Agitation Severity Assessment: AMS Score AMSS

  • +4 to -4. +4 more agitated.

Rapid sedation for acutely agitated patients: ACEP guidance

  • BZRD or conventional antipsychotic (Haldol, droperidol)

  • If rapid sedation required, consider droperidol over Haldol

  • Either atypical or typical antipsychotic effective if known psychiatric diseases

  • Ketamine added recently as treatment option

Antipsychotics:

  • Pharmacokinetics

    • Olanzapine fastest onset of action, followed by haloperidol, and then ziprasidone

  • Side effect profiles:

    • Haldol worst as first generation antipsychotic

Droperidol:

  • Black box warning long ago for QTC prolongation

  • But more recently deemed safe and more effective than Haldol

  • Obtain EKG if possible before (or after) use if possible

  • QTC prolongation effect present in very high doses

  • Onset of action 5 min compared to 20 min for Haldol

  • AAEP: no EKG for doses < 2.5, up to 10mg is safe and effective in patient with agitation

QTCs

  • Olanzapine least qtc prolonging

  • In patients with prolonged qtc, haloperidol, olanzapine, or benzo may be preferred to droperidol or ziprasidone

First vs Second gen antipsychotics

  • 2nd gen have less EPS symptoms. Has higher risk of metabolic syndrome

Benzodiazepines

  • GABA A receptor

  • Lorazepam faster onset, but wider range compared to midazolam.

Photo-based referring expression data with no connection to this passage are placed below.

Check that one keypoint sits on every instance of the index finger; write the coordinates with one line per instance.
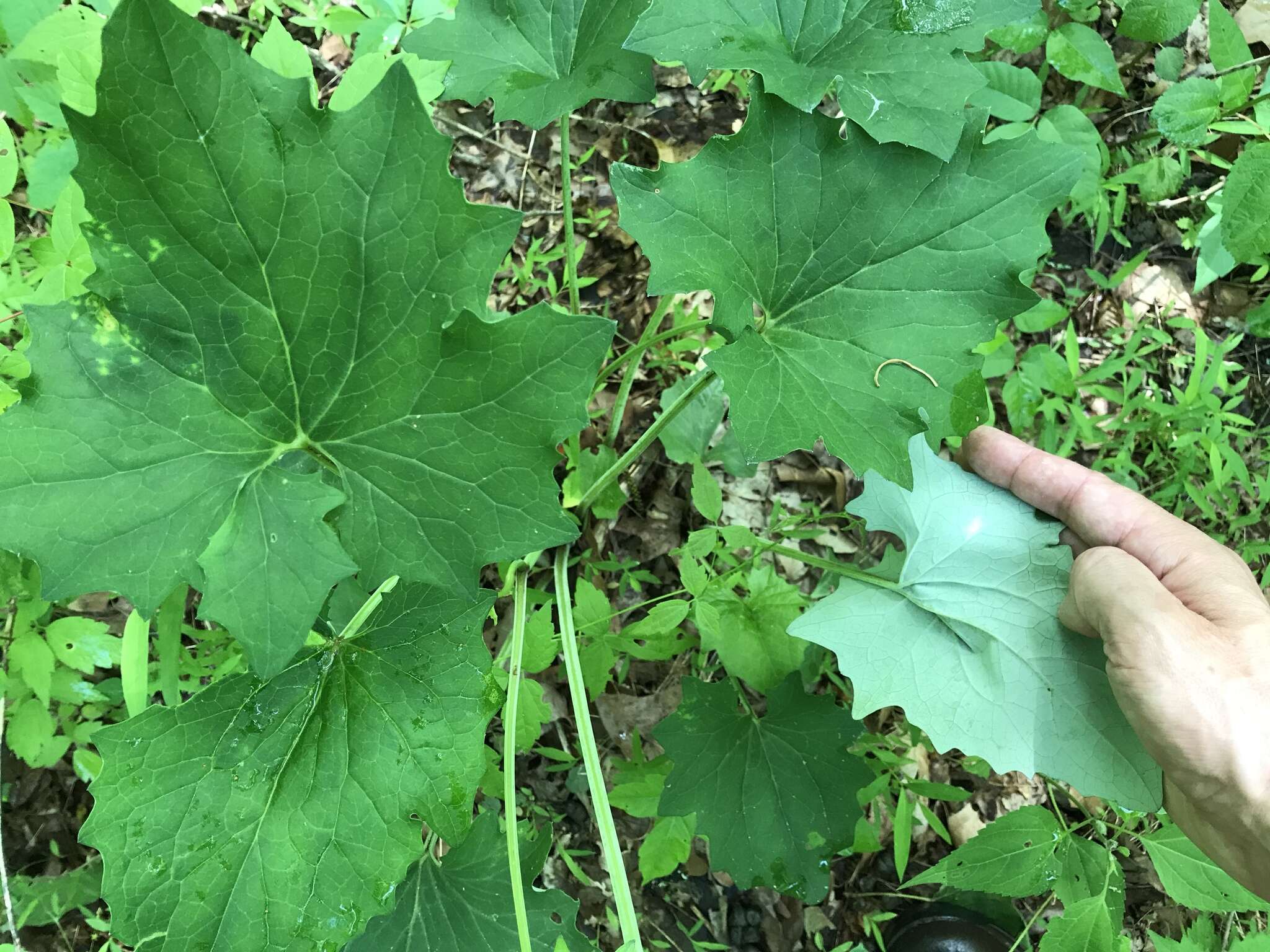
(1100, 511)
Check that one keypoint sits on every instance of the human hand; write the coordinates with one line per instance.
(1186, 633)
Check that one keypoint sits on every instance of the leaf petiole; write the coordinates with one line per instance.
(571, 255)
(355, 625)
(830, 565)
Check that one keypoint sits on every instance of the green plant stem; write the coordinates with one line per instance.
(520, 587)
(609, 843)
(830, 565)
(646, 441)
(571, 258)
(624, 389)
(638, 350)
(1032, 922)
(168, 622)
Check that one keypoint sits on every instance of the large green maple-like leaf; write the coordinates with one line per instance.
(465, 904)
(276, 280)
(539, 60)
(898, 86)
(281, 814)
(969, 643)
(775, 796)
(858, 254)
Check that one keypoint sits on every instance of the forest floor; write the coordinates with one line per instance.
(510, 165)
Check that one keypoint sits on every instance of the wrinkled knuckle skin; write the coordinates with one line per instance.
(1095, 563)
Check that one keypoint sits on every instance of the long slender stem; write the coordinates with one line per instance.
(637, 351)
(1032, 922)
(624, 389)
(613, 850)
(172, 614)
(646, 439)
(520, 587)
(571, 254)
(4, 868)
(830, 565)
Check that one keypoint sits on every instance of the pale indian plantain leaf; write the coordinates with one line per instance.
(775, 796)
(969, 643)
(538, 60)
(281, 814)
(464, 904)
(900, 76)
(278, 278)
(858, 254)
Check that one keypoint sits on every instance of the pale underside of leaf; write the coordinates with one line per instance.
(969, 643)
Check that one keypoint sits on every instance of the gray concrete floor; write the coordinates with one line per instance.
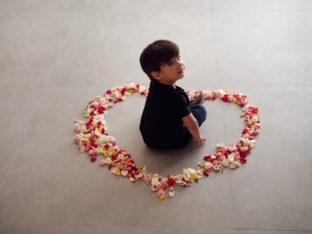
(55, 56)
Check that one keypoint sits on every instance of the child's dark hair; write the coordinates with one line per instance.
(157, 53)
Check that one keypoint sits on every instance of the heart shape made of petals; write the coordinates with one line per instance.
(94, 139)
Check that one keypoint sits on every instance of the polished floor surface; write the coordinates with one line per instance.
(56, 56)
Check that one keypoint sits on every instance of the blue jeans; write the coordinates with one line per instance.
(199, 113)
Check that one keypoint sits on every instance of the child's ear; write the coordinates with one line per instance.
(156, 75)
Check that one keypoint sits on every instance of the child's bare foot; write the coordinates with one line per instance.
(199, 99)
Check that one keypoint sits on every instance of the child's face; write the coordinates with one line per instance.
(170, 72)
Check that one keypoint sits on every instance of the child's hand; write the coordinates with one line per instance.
(199, 140)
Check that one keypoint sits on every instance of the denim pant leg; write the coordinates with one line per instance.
(199, 113)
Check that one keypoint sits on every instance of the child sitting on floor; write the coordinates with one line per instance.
(169, 120)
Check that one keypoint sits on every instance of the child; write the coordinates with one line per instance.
(169, 120)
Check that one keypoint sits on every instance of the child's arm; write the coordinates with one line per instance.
(192, 126)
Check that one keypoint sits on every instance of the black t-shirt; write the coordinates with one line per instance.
(161, 122)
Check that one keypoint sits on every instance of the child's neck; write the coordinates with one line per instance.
(167, 83)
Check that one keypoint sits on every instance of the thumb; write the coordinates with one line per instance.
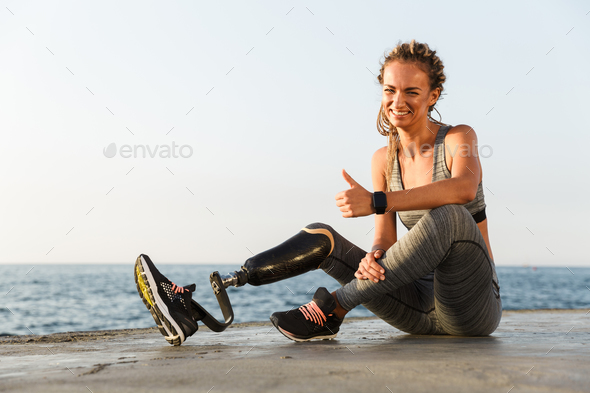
(351, 182)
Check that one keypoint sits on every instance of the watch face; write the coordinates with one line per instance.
(380, 202)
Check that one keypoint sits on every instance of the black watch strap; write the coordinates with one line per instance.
(379, 202)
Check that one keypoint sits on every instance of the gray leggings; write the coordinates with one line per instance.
(439, 278)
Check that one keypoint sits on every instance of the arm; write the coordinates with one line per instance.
(385, 224)
(461, 188)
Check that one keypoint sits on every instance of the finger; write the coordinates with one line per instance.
(377, 267)
(369, 275)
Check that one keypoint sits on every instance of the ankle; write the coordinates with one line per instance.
(339, 311)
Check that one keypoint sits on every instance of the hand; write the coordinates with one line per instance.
(356, 201)
(369, 269)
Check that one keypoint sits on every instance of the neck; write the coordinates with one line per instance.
(418, 135)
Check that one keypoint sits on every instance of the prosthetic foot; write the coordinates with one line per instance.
(301, 253)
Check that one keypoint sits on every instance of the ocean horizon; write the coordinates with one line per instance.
(47, 299)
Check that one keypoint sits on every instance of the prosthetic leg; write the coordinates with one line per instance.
(297, 255)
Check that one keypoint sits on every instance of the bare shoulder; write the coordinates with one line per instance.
(461, 133)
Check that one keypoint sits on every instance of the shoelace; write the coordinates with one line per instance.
(312, 311)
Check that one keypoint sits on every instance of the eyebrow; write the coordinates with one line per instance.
(408, 88)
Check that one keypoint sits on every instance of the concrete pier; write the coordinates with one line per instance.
(532, 351)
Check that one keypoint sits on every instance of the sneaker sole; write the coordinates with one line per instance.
(290, 336)
(154, 303)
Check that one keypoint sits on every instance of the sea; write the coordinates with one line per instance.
(44, 299)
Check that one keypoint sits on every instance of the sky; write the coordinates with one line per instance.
(206, 132)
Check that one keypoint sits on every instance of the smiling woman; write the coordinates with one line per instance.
(439, 278)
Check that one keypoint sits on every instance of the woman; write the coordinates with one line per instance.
(437, 279)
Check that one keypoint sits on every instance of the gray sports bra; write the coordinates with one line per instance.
(440, 171)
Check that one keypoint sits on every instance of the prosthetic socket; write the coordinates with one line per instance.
(301, 253)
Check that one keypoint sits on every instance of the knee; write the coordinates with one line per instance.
(455, 212)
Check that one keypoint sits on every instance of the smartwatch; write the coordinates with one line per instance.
(379, 202)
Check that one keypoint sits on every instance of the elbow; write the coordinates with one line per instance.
(467, 196)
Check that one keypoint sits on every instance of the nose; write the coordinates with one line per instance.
(398, 102)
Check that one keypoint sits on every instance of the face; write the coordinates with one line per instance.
(406, 94)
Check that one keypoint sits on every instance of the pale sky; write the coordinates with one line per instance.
(273, 99)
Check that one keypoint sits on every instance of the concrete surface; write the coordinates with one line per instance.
(532, 351)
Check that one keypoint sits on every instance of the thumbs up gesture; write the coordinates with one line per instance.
(356, 201)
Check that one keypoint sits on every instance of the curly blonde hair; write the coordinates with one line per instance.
(425, 58)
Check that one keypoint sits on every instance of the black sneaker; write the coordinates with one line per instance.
(169, 304)
(314, 320)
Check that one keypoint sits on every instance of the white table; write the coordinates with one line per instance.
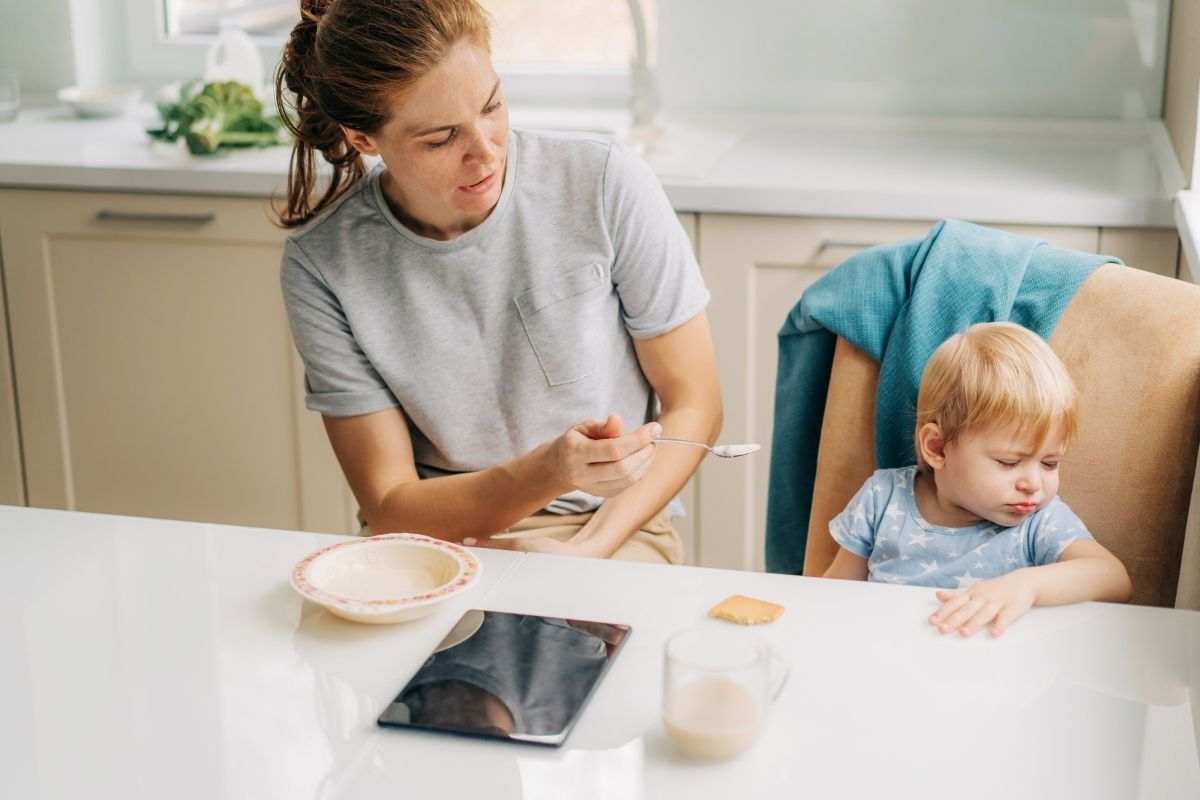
(150, 659)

  • Lorazapam higher half life.

Benzodiazepines or Antipsychotics?

  • Strongest efficacy with combination therapy Haldol and midaz

  • Midaz/droperidol, droperidol, or olanzapine

    • IV midaz and droperidol superior to single dose droperidol and olanzapine

  • Droperidol vs ziprasidone vs Ativan

    • Droperidol had best number of patients with adequate sedation at 15minutes

Ketamine

  • NMDA antagonist

  • Dissociative Sedation: 1-2mg/kg 4-6mg/kg IM dose

  • Onset: IV 30seconds, IM 3-4 minutes; similar bioavailability

  • Hepatic metabolism

  • Extremely efficacious in violently agitated patients

Adverse effects ketamine

  • Htn, tachycardia

  • Prolonged emergence reactions

  • Hypersalivation, laryngospasm

  • Respiratory depression

Research Recap with Dr. Motov

Started off with a reminder of the vast resources we under utilize:

Use the hospital library and our knowledgeable librarians!!

MMC Sharepoint-->

Institutional research library has a ton of useful resources- be sure to use it!

Has templates, resources on statistical analysis, access to published research

Followed by an extensive and awe-inspiring list of our attendings, fellows, and residents hard at work with their emergency medicine publications throughout 2021.

Thank you all and have a wonderful Wednesday!